More than half (58%) of the respondents where the fraud case was identified by the external auditor noted that the fraud was detected though standard audit procedures. Maintaining professional skepticism throughout the audit helps auditors remain vigilant to indicators of a possible misstatement due to fraud. The evidence that auditors gather throughout the audit does not always corroborate the anticipated results or available information. Disconfirming evidence obtained might also provide reasons to question the results or information. Check out this resource, Skepticism in Practice, from the Anti-Fraud Collaboration (AFC) to learn more about maintaining professional skepticism.

The evidence that auditors gather throughout the audit does not always corroborate the anticipated results or available information.

Fraud inquiries

The next most common way external auditors discovered frauds was through fraud inquiries (33%). Auditors should approach fraud inquiries with professional skepticism and consider ways to enhance their inquiries.

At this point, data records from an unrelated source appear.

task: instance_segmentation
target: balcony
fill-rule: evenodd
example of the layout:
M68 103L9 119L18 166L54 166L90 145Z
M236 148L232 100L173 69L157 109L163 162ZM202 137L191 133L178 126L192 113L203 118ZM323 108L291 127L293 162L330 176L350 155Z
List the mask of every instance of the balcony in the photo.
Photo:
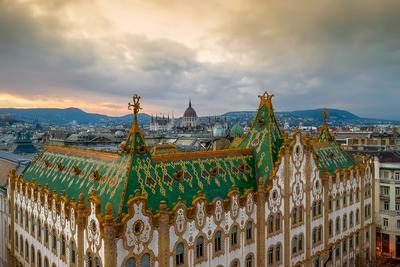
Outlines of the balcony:
M385 193L380 193L379 194L379 198L380 199L385 199L385 200L390 200L389 194L385 194Z
M389 215L389 216L400 216L400 211L395 210L379 210L380 214Z

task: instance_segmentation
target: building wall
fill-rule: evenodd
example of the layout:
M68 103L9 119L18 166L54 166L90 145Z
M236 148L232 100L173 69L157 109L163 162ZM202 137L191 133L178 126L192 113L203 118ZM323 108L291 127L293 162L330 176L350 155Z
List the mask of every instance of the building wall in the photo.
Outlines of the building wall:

  • Consider who should be part of the fraud inquiry. Some research suggests that fraud inquiries conducted by two auditors can influence deceptive members of management to talk more freely and perhaps make them more likely to reveal information related to fraud.
  • Consider when to conduct the inquiry. There is research that suggests interviewees are more likely to “let their guard down” in inquiries that take place later in the afternoon when they are tired.
  • Consider resources available on common fraud schemes to enhance the auditor’s assessment of fraud risk, which can also assist the auditor in designing and performing fraud inquiries responsive to those common fraud schemes. In addition to the ACFE’s Occupational Fraud 2024: A Report to the Nations, auditors can look to Mitigating the Risks of Common Fraud Schemes: Insights from SEC Enforcement Actions from the AFC, which analyzes 531 accounting and auditing enforcement action releases (AAERs) related to financial statement frauds. This study provides observations on higher-risk areas susceptible to common fraud schemes.

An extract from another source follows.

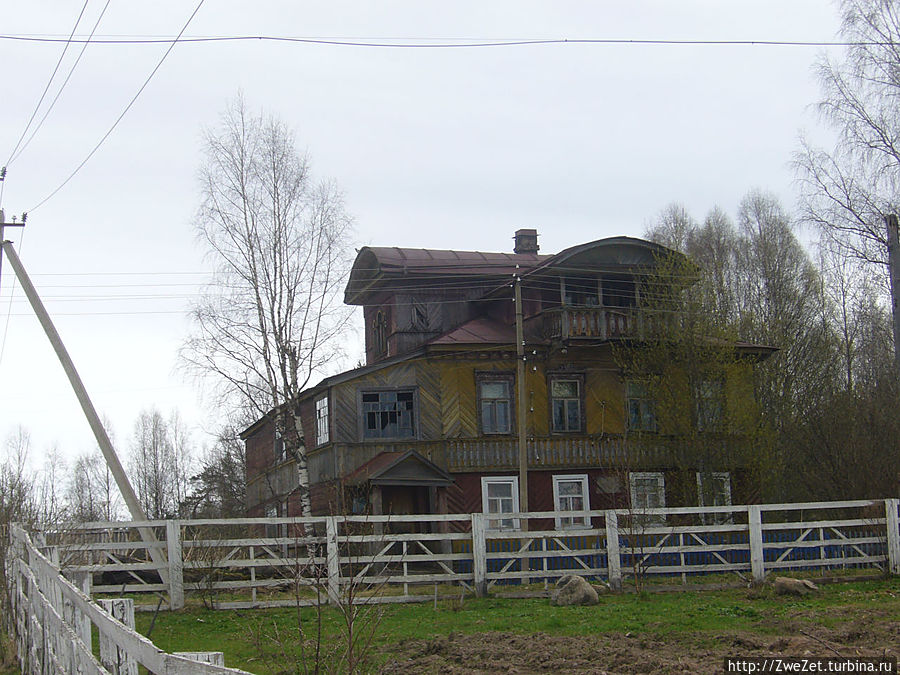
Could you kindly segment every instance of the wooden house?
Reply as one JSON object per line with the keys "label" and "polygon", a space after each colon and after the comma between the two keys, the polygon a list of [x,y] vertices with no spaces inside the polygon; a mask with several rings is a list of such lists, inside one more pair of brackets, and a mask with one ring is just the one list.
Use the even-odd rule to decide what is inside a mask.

The value of audits in the fraud landscape

In addition to examining how frauds were detected, the ACFE report explores the anti-fraud controls that were in place at the victim organization when the fraud occurred. External audits of the financial statements were the second most common anti-fraud control (84% of cases), surpassed only by a code of conduct (85% of cases). The ACFE also took a closer look at how the presence or absence of various anti-fraud controls related to the median loss and duration of the frauds in their study. Organizations that included external audits as part of their anti-fraud programs had losses that were 52% smaller and caught frauds twice as fast as organizations that did not undergo audits. This further reinforces the value of high-quality audits as part of a comprehensive approach to managing fraud risk.

Conclusion

The AFC is dedicated to advancing the discussion of critical anti-fraud efforts and developing resources focused on enhancing the effectiveness of financial fraud risk management. The ACFE’s report is a valuable tool to understand fraud that has been perpetrated, how it was detected, and the ultimate impact of the fraud schemes. We agree with Paul Munter, SEC Chief Accountant, Office of the Chief Accountant, who has stated, “Auditors are gatekeepers and therefore the importance of their responsibilities with respect to the identification of risks of material misstatement due to fraud and the detection of material misstatements in the financial statements due to fraud should not be underestimated.” This year’s ACFE report confirms that external auditors do identify fraud. It also confirms that companies with active and holistic programs to detect instances of fraud can minimize the duration and losses of fraud. All stakeholders can benefit from understanding the findings in the ACFE’s report and what it means for their role in fighting fraud.

 


Endnotes

1. See SEC.gov | Remarks at SEC Speaks 2021.
2. See Fraud Detection and Prevention Market Growth Report (fortunebusinessinsights.com).